City Scraps #3: The Majesty of the Urban Possum

Who doesn’t love a good diorama? And honestly, I don’t think I’ve ever encountered a bad diorama, since they’re usually either made by children (and somewhat exempt from aesthetic judgment) or commissioned by natural history museums (and therefore irreproachable). But my favorite diorama (by a raccoon’s hair) is the natural history museum’s representation of LA’s urban wildlife. If I were a dead possum, I couldn’t ask for a better afterlife than being stuffed and posed in a great hall alongside bisons, grey wolves, and pronghorns. And yeah, possums and raccoons a little more workaday than those guys, but they’re still quite impressive in their own right. (Can a bison rip the tiles off of your roof and allow an entire new ecosystem to flourish in a formerly antiseptic attic space?! I don’t think so!) That diorama is a great reminder that whatever else Los Angeles may be, it is not entirely unnatural. There’s wilderness here, too. It practically defines us. 

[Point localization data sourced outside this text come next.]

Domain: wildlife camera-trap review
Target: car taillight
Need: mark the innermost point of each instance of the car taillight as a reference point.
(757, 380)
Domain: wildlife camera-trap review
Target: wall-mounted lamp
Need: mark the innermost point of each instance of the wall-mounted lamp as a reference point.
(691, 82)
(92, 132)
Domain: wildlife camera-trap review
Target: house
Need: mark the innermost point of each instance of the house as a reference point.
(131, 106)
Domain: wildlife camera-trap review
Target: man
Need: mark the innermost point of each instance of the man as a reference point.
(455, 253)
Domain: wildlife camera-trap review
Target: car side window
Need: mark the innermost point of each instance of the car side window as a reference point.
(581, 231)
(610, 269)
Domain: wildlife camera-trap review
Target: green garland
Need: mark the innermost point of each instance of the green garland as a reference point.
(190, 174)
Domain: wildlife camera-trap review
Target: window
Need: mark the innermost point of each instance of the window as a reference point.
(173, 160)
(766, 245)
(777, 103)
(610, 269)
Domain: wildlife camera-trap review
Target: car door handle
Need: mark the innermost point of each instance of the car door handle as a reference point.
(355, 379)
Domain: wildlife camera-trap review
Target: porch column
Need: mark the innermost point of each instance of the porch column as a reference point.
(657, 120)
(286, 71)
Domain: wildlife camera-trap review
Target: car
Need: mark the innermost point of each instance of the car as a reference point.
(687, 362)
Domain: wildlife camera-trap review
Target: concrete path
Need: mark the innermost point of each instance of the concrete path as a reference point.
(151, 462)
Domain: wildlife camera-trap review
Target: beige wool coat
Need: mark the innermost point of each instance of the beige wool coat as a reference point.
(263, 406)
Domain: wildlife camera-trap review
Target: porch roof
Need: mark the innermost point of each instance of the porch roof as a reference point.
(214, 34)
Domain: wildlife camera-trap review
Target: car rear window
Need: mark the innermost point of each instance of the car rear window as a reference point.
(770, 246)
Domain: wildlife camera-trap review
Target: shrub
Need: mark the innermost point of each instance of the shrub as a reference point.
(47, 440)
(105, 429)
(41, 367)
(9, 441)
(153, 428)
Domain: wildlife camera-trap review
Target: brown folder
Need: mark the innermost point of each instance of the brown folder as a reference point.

But we’re here to talk scraps, and a glass-encased diorama in the hall of North American Mammals is certainly no scrap. Instead, what I’d like to talk about right now  is (pivot!) what I glimpse as I go tumbling to the ground in my Sunday afternoon soccer league: because what I glimpse then is mountains. I don’t see them when I’m stretching or warming up; they’re just background then. But sometimes, after I’ve miscalculated the flight of a ball, jumped too late, and been knocked backwards by a defender’s brutal challenge, then the mountains do seem to rise suddenly up (upside down), and in a flash, I see them. And I understand that there are many people who interact with mountains (and forests! and seas!) on a regular basis—even recreationally!—but for the rest of us, it’s easy to forget that these dramatic backdrops are more than just scenery: they’re part of what defines the city that we live in. It’s all just a matter of perspective

And I guess maybe that’s my point: for the opossum, the city isn’t the city; it’s a habitat. And as long as we remain unstuffed and un-posed, we can do more than just helplessly eyeball the majesty that surrounds us; we can make it part of our home too. (And in case of emergency, break glass.)